Binding of neuronal α-synuclein to β-III tubulin and accumulation in a model of multiple system atrophy

Multiple system atrophy (MSA) is a neurodegenerative disease caused by α-synuclein (α-syn) accumulation in oligodendrocytes and neurons. We generated a transgenic (Tg) mouse model in which human α-syn was overexpressed in oligodendrocytes. Our previous studies have revealed that oligodendrocytic α-syn inclusions induced neuronal α-syn accumulation, thereby resulting in progressive neuronal degeneration in mice. We also demonstrated that an insoluble complex of α-syn and β-III tubulin in microtubules progressively accumulated in neurons, thereby leading to neuronal degeneration. In the present study, we demonstrated that neuronal accumulation of the insoluble complex was derived from binding of α-syn to β-III tubulin and not from α-syn self-aggregation. Thus, interaction between α-syn and β-III tubulin plays an important role in neuronal α-syn accumulation in an MSA mouse model.

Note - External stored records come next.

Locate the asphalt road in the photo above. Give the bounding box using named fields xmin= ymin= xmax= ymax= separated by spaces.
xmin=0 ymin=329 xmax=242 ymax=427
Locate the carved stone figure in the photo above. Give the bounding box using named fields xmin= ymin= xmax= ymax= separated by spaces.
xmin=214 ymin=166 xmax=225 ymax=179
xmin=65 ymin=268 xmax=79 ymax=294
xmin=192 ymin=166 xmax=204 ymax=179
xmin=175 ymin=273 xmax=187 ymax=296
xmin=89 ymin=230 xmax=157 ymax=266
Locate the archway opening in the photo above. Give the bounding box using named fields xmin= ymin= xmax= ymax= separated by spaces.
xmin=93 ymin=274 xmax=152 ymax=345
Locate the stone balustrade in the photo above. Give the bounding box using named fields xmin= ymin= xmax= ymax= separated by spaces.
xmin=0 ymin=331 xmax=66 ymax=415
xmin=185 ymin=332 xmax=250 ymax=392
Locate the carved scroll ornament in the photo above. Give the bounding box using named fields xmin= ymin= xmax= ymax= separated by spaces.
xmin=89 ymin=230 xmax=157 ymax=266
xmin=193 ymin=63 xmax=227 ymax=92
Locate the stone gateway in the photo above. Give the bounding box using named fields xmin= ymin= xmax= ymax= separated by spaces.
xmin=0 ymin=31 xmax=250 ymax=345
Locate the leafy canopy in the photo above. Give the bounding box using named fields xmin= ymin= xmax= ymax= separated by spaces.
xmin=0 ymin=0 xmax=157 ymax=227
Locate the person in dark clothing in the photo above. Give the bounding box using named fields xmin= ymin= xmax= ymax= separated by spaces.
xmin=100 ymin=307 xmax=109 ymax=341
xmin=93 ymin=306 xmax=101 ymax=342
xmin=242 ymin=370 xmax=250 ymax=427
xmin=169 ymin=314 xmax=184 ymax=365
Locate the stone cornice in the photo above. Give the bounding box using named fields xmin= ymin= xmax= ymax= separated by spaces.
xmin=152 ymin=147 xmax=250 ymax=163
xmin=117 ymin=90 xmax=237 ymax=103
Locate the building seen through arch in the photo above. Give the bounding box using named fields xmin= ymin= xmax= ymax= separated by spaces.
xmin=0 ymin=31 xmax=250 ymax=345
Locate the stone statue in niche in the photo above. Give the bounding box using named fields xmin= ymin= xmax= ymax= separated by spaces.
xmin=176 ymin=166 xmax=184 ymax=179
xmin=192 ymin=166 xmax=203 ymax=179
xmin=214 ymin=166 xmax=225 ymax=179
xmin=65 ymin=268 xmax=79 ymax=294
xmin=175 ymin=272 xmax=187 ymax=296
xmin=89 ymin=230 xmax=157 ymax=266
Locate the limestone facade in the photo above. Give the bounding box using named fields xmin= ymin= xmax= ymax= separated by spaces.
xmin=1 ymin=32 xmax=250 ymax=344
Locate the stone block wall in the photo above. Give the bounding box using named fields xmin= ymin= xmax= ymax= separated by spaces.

► Binding of α-synuclein to β-III tubulin causes neuronal degeneration in MSA model.
► α-Synuclein interacted with β-III tubulin and formed an insoluble protein complex.
► Rifampicin reduces α-synuclein self-aggregation in GCI formation.
► Suppression of microtubule polymerization prevents neuronal α-synuclein accumulation.
► Microtubule depolymerization repressed the accumulation by binding to β-III tubulin.